Led by Sarah McNaughton, previously a senior editor at Everyday Health, the new site will feature original content about the core topics explored in the magazine, including healthy recipes, natural beauty, balanced diet and fitness plans.
As with the print magazine, the site’s editorial approach will hew to the telegenic doctor’s overall message that happiness begins with a healthy lifestyle.
The print edition of Dr. Oz the Good Life debuted last year with a rate base of 450,000. This year, it moved to a schedule of 10 issues annually, while the rate base increased to 700,000.
“The Dr. Oz Show,” a spinoff of Dr. Oz’s appearances as a frequent guest on “The Oprah Winfrey Show,” remains one of the most popular talk shows in the U.S., attracting roughly 2 million viewers per day on average.
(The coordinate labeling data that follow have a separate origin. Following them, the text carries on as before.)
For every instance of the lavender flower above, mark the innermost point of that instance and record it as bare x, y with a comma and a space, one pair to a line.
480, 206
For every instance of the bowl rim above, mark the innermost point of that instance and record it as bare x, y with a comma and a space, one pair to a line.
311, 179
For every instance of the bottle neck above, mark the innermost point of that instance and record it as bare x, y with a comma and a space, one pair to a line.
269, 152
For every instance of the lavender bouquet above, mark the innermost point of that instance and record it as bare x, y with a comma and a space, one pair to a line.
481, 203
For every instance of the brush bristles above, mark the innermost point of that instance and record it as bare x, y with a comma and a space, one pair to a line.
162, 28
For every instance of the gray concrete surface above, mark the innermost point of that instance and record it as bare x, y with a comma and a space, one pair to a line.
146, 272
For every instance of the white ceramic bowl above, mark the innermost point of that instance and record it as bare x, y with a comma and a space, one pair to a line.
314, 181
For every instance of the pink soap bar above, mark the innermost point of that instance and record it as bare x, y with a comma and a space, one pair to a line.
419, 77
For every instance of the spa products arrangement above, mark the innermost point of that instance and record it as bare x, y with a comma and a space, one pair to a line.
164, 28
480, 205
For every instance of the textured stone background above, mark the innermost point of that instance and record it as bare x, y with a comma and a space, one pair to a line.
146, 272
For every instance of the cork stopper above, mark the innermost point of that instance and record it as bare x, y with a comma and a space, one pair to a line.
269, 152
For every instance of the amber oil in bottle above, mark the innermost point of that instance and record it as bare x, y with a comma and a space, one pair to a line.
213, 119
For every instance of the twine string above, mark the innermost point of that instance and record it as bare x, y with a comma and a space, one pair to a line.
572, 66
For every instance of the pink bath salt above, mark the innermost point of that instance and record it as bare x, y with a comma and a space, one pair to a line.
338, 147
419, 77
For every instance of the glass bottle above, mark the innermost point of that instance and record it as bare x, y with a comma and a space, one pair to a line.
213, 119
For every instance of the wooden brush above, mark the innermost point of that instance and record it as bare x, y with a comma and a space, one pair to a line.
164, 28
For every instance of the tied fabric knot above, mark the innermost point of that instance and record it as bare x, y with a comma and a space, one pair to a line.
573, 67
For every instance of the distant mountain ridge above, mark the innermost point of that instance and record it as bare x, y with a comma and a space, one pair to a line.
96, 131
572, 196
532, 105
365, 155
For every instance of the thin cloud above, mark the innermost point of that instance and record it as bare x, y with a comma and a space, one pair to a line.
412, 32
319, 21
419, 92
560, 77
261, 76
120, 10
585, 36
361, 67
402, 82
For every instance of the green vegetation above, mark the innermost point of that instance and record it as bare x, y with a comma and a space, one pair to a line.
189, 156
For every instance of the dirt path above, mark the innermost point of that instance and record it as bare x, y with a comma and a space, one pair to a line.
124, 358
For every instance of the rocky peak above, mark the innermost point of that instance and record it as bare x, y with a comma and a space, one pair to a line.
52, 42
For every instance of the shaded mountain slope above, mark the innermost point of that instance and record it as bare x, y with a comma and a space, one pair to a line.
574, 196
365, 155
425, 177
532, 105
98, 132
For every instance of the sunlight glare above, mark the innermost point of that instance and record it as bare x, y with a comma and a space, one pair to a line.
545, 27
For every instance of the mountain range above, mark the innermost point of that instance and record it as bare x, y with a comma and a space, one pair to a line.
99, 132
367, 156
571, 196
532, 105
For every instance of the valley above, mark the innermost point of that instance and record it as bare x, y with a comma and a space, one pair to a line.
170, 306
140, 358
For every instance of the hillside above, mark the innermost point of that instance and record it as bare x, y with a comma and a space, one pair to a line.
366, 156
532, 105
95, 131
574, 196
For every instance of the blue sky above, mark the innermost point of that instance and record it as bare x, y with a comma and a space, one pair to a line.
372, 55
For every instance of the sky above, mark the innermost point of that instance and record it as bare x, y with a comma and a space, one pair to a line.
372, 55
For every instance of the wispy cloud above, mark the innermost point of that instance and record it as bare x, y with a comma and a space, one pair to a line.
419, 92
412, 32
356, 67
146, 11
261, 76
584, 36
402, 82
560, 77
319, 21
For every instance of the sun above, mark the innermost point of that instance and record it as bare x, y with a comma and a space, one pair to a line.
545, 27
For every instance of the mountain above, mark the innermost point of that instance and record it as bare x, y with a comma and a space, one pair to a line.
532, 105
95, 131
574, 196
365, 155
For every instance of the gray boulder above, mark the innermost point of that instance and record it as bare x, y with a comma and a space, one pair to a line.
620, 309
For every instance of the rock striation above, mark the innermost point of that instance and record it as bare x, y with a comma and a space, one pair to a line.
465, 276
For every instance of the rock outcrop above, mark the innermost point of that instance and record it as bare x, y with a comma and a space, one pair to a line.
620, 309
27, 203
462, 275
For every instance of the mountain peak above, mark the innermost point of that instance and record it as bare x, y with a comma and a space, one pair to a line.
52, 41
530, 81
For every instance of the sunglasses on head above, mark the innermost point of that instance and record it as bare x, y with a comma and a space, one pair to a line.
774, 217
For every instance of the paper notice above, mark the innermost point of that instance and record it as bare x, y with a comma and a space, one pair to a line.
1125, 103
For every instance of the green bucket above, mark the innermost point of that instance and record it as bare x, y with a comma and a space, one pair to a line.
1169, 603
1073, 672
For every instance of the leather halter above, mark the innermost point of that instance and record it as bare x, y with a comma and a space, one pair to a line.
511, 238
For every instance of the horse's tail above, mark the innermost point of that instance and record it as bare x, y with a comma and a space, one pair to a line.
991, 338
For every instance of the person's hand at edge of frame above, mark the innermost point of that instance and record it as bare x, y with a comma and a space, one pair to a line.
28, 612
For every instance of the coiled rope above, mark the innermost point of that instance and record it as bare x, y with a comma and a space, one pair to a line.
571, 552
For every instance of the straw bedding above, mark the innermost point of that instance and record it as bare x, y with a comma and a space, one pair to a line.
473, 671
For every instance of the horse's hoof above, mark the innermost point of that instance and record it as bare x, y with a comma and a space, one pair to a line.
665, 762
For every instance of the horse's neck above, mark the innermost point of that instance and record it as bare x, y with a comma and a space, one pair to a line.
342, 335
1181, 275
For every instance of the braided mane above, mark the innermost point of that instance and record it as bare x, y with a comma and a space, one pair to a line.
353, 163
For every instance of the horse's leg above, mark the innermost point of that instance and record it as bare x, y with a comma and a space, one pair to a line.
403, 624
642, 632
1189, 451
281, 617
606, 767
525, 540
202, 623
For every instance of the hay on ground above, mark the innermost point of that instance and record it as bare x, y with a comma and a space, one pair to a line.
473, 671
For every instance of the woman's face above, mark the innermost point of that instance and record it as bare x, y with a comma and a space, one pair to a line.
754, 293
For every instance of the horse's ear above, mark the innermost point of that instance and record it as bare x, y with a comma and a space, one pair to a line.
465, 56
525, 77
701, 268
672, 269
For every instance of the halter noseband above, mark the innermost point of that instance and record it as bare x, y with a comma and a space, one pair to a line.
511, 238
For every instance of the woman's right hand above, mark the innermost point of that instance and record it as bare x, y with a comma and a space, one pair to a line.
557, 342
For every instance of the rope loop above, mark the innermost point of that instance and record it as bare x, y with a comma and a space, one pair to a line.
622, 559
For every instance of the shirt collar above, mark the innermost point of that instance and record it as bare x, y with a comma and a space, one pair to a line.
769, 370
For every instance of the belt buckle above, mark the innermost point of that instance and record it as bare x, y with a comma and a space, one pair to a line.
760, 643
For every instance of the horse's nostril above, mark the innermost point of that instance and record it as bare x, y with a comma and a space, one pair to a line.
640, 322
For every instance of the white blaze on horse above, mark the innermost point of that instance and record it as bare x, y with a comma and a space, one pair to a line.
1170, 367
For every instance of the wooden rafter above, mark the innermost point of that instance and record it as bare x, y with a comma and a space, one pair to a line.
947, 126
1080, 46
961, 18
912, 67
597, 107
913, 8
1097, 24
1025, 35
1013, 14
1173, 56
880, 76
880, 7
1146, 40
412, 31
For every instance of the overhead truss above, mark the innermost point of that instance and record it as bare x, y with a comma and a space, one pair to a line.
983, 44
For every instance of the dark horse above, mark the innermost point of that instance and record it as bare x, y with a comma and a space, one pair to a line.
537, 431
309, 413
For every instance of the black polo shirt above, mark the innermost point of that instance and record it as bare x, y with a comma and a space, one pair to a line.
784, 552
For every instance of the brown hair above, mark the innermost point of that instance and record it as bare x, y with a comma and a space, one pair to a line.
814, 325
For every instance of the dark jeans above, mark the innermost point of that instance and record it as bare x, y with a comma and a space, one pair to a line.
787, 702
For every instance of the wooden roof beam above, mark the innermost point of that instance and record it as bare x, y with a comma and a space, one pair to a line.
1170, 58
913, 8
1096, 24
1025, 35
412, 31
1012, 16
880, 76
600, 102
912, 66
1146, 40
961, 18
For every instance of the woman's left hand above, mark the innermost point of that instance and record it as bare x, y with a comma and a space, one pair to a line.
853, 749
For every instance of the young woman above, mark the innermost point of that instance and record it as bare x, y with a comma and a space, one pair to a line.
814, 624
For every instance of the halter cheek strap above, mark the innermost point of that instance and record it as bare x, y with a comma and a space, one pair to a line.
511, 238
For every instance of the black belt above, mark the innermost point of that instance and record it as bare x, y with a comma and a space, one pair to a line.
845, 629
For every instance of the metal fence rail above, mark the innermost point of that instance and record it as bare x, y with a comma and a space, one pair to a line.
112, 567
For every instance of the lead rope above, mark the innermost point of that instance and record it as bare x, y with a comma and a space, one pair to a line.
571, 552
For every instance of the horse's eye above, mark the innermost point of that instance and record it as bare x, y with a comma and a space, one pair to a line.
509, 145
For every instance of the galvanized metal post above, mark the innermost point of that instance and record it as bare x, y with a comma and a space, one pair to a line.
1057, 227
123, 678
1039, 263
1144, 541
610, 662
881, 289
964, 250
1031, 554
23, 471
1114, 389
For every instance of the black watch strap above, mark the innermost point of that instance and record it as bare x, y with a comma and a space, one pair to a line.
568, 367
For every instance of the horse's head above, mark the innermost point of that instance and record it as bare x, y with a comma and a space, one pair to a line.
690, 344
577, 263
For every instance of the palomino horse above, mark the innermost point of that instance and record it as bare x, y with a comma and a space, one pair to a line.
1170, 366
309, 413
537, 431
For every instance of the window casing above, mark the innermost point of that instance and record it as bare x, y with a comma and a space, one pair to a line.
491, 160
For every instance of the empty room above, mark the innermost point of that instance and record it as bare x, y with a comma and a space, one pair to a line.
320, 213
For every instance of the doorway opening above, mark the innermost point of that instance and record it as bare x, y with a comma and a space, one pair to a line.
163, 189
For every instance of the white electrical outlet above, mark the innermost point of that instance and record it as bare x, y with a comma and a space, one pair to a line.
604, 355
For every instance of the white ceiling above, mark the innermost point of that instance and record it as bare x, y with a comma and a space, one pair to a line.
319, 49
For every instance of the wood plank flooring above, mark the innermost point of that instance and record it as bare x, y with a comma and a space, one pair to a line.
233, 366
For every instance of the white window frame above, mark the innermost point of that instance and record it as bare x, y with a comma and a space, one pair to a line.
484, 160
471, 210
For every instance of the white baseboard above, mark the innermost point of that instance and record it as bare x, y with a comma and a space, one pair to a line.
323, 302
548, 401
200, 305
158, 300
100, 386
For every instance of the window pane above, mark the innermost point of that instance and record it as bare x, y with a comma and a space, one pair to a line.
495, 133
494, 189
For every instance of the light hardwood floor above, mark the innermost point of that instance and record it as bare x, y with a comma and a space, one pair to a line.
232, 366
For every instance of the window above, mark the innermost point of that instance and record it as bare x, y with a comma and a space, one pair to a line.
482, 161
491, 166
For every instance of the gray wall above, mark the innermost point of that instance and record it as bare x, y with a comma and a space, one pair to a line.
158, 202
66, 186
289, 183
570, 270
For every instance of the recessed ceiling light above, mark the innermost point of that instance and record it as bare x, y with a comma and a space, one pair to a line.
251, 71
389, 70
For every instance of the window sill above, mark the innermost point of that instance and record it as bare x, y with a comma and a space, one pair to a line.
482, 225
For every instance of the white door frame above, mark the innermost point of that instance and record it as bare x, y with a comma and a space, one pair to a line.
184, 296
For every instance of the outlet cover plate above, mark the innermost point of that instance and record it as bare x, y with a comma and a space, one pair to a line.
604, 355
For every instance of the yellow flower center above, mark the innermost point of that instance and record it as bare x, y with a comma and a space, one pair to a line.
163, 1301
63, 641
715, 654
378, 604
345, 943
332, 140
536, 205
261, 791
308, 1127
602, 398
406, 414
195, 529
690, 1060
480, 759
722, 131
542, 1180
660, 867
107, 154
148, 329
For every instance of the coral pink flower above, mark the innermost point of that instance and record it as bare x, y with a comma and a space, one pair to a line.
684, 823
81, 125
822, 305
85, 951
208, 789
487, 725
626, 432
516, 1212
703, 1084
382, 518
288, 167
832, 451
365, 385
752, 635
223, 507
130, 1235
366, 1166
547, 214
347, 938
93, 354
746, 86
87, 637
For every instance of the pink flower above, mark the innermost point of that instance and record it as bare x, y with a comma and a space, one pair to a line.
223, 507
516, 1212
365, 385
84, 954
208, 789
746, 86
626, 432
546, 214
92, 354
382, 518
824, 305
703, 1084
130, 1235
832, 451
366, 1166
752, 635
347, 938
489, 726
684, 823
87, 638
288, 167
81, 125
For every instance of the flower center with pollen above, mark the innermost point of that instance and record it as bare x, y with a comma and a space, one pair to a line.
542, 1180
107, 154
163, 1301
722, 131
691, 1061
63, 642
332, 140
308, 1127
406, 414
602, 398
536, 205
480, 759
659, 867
The show and its host haven’t been without controversy, however. Some doctors have taken Dr. Oz to task for saying certain diets and supplements have curative properties when there is no evidence to support these claims. One group of physicians signed a letter calling for his ouster as a faculty member at Columbia University's College of Physicians and Surgeons.
In response, Dr. Oz has staunchly defended his right to give advice on diet, alternative treatments and lifestyle practices he feels are beneficial to health. He claims that position even when evidence is lacking, because the topics are under-researched. He has also acknowledged that “my show is not a medical show.”